И лишь случайно спустя несколько дней из перехваченного казаками донесения азовского губернатора узнал о судьбе племянника. Толстой писал царю:
«Сего Государь июня в десятый день посланные мои поймали родного племянника вора Кондрашки Булавина Левку Акимова сына Булавина, который послан от него Кондрашки из Черкасского с вором Игнаткой Некрасовым на Хопер… И с ним Игнаткой да Лунькой Хохлачем для воровства был на Камышенке и у Саратова и ехал от них с ведомостью в Черкасской к дяде своему Кондрашке. И ныне он, Левка, держится в Троецком за крепким караулом».
II
Булавин, вероятно, так никогда и не узнал, какой громовой отзвук по всей стране дало поднятое им восстание, с какой лютой злобой произносилось его имя боярами, царедворцами, помещиками и с какой любовью и надеждой шептали это же имя обездоленные люди.

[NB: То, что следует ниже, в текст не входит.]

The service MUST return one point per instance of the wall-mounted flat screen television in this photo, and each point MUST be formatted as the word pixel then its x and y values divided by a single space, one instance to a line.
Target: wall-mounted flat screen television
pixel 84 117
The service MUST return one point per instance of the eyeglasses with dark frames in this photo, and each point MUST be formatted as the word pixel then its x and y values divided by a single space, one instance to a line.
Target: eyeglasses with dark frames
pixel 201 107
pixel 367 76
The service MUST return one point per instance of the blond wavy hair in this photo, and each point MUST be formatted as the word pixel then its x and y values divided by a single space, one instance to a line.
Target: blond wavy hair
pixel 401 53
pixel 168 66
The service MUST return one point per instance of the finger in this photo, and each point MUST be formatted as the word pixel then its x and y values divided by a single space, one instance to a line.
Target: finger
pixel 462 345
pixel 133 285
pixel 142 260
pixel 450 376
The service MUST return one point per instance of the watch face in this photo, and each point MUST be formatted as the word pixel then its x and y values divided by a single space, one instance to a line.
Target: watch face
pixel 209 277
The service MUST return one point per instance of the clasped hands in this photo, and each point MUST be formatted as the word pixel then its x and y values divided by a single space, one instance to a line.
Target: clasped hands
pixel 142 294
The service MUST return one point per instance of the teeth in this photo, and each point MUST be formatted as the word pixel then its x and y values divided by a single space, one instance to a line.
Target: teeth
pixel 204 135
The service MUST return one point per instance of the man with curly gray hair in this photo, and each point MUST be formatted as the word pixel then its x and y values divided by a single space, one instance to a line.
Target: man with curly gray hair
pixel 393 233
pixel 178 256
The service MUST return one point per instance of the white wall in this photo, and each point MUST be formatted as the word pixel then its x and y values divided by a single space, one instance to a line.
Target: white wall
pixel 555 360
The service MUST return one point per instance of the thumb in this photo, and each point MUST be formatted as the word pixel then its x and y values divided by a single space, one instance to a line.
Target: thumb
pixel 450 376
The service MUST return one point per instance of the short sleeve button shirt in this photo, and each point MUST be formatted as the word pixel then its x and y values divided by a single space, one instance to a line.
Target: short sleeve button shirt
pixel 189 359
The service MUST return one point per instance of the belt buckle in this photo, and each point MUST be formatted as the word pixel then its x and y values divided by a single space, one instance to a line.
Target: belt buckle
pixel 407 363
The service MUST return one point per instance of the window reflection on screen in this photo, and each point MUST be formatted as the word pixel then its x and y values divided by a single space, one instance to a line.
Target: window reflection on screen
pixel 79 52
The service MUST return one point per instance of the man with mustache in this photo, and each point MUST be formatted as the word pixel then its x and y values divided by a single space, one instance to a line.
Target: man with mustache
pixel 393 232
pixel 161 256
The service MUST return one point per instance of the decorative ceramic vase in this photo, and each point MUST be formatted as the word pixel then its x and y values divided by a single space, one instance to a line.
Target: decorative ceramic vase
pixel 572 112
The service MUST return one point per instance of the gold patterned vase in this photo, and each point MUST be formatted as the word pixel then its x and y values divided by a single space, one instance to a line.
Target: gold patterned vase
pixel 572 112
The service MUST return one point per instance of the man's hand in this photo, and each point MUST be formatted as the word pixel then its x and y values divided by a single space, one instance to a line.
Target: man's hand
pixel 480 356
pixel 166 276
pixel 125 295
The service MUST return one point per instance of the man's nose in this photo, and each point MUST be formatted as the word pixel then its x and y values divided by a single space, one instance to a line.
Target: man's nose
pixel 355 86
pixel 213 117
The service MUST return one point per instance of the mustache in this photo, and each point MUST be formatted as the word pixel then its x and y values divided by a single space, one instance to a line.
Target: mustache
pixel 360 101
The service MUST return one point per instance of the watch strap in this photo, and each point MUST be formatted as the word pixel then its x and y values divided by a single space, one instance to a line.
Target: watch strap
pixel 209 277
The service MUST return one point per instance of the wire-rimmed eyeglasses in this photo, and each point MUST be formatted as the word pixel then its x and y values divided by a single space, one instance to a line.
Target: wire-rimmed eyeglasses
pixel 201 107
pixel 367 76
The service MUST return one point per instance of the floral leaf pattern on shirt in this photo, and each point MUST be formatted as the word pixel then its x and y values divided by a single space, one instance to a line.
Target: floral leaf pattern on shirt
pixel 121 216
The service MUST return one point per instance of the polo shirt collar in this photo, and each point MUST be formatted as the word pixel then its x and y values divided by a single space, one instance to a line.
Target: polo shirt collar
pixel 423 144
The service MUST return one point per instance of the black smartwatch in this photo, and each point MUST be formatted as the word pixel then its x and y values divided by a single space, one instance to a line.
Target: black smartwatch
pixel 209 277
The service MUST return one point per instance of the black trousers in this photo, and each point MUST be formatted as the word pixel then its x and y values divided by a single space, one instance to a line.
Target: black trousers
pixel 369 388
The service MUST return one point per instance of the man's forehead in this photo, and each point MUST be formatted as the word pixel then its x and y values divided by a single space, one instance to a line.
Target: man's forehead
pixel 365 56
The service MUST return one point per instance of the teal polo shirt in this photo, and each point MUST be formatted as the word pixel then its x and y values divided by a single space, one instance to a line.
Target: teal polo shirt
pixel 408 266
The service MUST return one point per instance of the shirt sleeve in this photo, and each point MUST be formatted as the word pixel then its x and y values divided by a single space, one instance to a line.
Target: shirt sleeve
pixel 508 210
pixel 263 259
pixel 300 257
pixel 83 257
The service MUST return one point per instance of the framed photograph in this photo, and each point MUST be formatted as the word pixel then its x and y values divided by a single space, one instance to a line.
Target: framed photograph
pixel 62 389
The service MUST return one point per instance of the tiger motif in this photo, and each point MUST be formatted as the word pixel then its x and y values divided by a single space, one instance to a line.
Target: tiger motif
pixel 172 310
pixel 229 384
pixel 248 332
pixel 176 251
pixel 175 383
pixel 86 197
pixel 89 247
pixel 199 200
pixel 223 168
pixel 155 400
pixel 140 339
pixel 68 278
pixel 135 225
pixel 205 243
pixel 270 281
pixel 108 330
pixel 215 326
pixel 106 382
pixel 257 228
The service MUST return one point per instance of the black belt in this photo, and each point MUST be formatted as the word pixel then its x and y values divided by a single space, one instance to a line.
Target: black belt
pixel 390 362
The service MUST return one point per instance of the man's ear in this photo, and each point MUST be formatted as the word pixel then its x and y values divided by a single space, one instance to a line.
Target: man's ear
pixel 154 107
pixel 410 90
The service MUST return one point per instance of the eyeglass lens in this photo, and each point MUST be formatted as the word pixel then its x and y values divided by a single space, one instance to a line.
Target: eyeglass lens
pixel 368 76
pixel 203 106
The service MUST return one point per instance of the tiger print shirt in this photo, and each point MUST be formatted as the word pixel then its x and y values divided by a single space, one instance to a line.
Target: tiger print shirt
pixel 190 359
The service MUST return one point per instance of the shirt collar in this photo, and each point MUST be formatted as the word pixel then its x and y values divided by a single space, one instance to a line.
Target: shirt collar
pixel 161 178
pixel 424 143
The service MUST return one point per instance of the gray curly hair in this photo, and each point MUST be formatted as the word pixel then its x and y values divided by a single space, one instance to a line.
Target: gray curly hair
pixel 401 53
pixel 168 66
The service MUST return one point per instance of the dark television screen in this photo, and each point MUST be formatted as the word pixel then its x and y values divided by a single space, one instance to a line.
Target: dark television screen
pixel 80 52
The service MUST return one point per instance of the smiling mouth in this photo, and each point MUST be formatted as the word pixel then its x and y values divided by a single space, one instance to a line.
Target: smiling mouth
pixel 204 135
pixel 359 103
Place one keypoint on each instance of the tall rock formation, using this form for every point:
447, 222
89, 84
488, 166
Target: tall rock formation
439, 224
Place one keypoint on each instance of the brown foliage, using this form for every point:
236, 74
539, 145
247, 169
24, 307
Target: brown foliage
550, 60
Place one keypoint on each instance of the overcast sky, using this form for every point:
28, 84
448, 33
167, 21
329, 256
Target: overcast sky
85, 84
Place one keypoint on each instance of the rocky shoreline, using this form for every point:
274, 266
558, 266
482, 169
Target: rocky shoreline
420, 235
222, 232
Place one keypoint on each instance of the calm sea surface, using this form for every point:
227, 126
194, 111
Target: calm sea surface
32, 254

Но до сих пор хранятся в архивах сотни пожелтевших от времени всяческих воеводских доношений, отписок и показаний, свидетельствующих о размахе булавинского движения в грозное лето тысяча семьсот восьмого года.
Заглянем же в эти бумаги…
Под Воронежем у помещика Веневитинова крестьяне самовольно рубят лес, а работать в поле и платить оброк отказываются. Веневитинов едет в Воронеж, слезно просит воеводу Колычева прислать в имение солдат и наказать ослушников, дабы «впредь никакой скверны и воровского поползновения не было». Воевода отпустил нескольких солдат. Веневитинов начинает расправу. Крестьян хватают, беспощадно порют, но они упорно повиниться не желают и угрожают:
– Будут-де скоро в здешних местах казаки от Булавина, всех вас мучителей жестокосердных переведут.
Как только солдаты из имения ушли, крестьяне подожгли господскую усадьбу. А четверо зачинщиков на другой день убежали неизвестно куда.
Под Тамбовом, как сообщает воевода, продолжается «всенародное возмущение и разорение здешнего края». Государевы лесные работы не производятся, ратные люди разбежались. Большая часть вотчин разгромлена. Близ самого города стоят воровские казаки и калмыки. В лесах и оврагах таятся шайки вольных гулящих людей. Дворянам и дьякам носа нельзя показать на больших дорогах. «Служилые из городов всяких чинов люди, укрываясь от службы и податей, и волостные, и монастырские, и помещичьи крестьяне, отбывая тягл и платежей и помещиков, живут самовластно». Провианта в городах нет. Сбор податей прекратился. Жалованье солдатам и чиновникам платить нечем.